Area colleges unite for community-based learning

Taylor Fussman

Grand Valley State University, Grand Rapids Community College, Aquinas College and Michigan Campus Compact are working together to improve community-based learning and empower regional, systemic change in West Michigan.

A new pilot project called the Engaged Department Initiative (EDI) officially began in the summer of 2015 and will conclude in December 2016.

The EDI is funded by a grant from the Grand Rapids Community Foundation, which the leadership team from the collaborating institutions used to develop the initiative by gathering best practices from similar projects at universities across the nation.

The GVSU anthropology, hospitality and tourism management, and geography and planning departments are involved with the initiative. Grants were given to each of these departments to support the community-based efforts of the EDI.

Danielle Lake, an assistant professor of Liberal Studies at GVSU, said there is a five person cross-institutional and trans-disciplinary research team studying the initiative. The team includes education specialist Paula Lancaster from GVSU, anthropologist Dillon Carr from GRCC, economist Todd Yarbrough from Aquinas and nonprofit management specialist Heather Carpenter from GVSU. Lake serves as the public philosopher.

This research team will evaluate the success of the EDI through case study research documenting the processes, programs, activities and systems of support engaged throughout each stage of collaboration and by collecting student persistence rates in the participating departments.

“The grants can be used to support department planning, faculty development and activities in the community,” said Ruth Stegeman, director for community engagement at GVSU. “Community-based teaching typically requires more time and resources than traditional classroom-based teaching, and we wanted to support that.”

The anthropology department has been using the grant to build a partnership with the Bethany Refugee and Immigrant Services Program.

“We are hoping to have our students help Bethany better enculturate the various refugee groups, to help them educate their employees and volunteers about the cultures of the refugee populations and to help Bethany better advocate for their refugee clients in the Grand Rapids community,” said Deana Weibel, associate professor and chair of the anthropology department.

Patricia Janes, an associate professor in the hospitality and tourism management department, said they have been using the grant as an opportunity to learn how its engagement activities could enhance educational experiences for students while benefiting the community.

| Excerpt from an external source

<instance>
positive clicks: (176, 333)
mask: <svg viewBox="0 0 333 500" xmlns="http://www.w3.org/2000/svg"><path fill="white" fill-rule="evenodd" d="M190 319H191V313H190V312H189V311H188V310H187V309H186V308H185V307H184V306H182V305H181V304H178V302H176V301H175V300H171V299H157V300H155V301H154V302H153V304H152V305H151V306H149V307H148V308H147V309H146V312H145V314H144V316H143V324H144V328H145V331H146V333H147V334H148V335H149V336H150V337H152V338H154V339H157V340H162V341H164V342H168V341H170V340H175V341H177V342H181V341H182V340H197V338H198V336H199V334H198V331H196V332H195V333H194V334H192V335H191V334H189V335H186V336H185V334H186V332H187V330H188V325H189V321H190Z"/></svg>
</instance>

“Although we are only six months into the 18-month cycle, we have made changes in how we operate and engage with all stakeholders,” Janes said. “We are excited about our future planned initiatives, what we will continue to learn and how we will apply this to our department.”

The community-based teaching being built into these department’s curriculum will provide students with more consistency in their learning. Students can also expect an increase in opportunities for research due to the development of deeper and more maintainable relationships with community partners.

The EDI will continue to encourage the incorporation of community-based opportunities into student learning and development throughout the remainder of the initiative.